The lifetime of network is determined by the sensor node's effectiveness. The sensing regions of the sensor nodes are utilized to perform sensing, computation, and transmission. The lifetime can be enhanced by preventing the SN from transmitting duplicate data. The same can be attained by using these mechanisms:

• Aggregation of sensed data to avoid data redundancy

• Removing the overhead control messages from the network and

• Avoiding the use of long-distance communication.

The network’s overall lifetime can be increased if the elements listed above are considered when designing the network. These considerations are incorporated into the proposed strategy, which enhances network lifetime. Figure 20 shows the total lifetime of E-FEERP is greater than the lifetime of other protocols.

Fig. 20

Network lifetime comparison

The proposed E-FEERP protocol optimally utilizes energy consumption inside the network and significantly extends the lifetime of WSN when compared to previous protocols. The proposed work has a longer lifetime.

The packet delivery ratio of E-FEERP, OEERP, LEACH, DRINA, and BCDCP protocol for 50 ms are 9000 rounds, 7000 rounds, 2900 rounds, 8700 rounds and 4900 rounds, respectively. Similarly, for 100 ms are 7700 rounds, 3000 rounds, 1700 rounds, 6700 rounds and 3000 rounds, respectively. Similarly, for 150 ms are 5100 rounds, 2000 rounds, 1000 rounds, 3200 rounds and 2100 rounds, respectively. Similarly, 200 ms are 1900 rounds, 1800 rounds, 1500 rounds, 1700 rounds, and 1800 rounds respectively. Similarly, for 250 ms are 1700 rounds, 1600 rounds, 1500 rounds, 1550 rounds and 1650 rounds, respectively. Similarly, for 300 ms are 1500 rounds, 1400 rounds, 1200 rounds, 1150 rounds and 1650 rounds, respectively.

4.2.7 End to End Delay

The End to End delay of E-FEERP, OEERP, LEACH, DRINA, and BCDCP protocol for 25 nodes are 95 ms, 97 ms, 99 ms, 103 ms and 104 ms, respectively. Similarly, for 50 nodes are 96 ms, 100 ms, 102 ms, 104 ms and 106 ms, respectively. Similarly, for 75 nodes are 105 ms, 108 ms, 110 ms, 113 ms and 116 ms, respectively. Similarly, 100 nodes are are 110 ms, 115 ms, 118 ms, 125 ms, and 132 ms, respectively as shown in Fig. 21.

Fig. 21

End to end delay

5 Conclusion and Future Work

The paper presented a PSO-based clustering and fuzzy-based routing approach to enhance the performance of the WSN. The PSO-based clustering improved the cluster formation in E-FEERP protocol by reducing the number of residual nodes.
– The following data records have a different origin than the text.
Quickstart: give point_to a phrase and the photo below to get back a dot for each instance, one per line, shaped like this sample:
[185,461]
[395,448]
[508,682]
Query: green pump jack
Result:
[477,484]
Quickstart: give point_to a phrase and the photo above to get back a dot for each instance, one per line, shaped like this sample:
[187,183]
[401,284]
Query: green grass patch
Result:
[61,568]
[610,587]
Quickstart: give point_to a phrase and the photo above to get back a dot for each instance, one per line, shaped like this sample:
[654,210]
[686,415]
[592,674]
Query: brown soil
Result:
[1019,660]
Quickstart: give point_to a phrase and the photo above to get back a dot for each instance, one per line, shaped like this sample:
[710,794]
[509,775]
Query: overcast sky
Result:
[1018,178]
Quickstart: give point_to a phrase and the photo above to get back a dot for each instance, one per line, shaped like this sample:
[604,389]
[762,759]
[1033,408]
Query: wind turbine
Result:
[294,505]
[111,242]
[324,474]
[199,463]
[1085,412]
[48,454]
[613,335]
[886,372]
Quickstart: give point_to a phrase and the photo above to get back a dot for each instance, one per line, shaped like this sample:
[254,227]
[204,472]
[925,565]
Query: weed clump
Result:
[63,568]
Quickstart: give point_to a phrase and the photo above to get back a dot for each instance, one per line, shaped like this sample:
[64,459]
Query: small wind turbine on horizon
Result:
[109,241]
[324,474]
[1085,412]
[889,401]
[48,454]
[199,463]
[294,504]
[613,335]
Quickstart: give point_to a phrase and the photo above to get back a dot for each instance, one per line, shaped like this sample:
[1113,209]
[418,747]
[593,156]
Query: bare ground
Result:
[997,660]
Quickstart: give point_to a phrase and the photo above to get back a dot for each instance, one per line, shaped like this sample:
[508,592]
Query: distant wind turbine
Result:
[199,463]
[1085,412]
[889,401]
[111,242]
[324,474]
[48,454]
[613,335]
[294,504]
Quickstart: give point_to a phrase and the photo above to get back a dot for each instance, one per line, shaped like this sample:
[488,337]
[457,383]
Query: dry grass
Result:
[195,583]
The network efficiency is increased in the proposed protocol because of the fuzzy rule-based optimum route selection and data transmission phase. The increase in the number of nodes increases the total consumption of energy, thus, the proposed protocol makes use of an optimal number of sensor nodes to decrease the consumption of energy in the network. The simulation results demonstrate the improvement in lifetime of the network in terms of packet delivery ratio, throughput and energy consumption when compared to various existing protocols. The research can be extended to a huge network area using a multi-tier network architecture with heterogeneous nodes.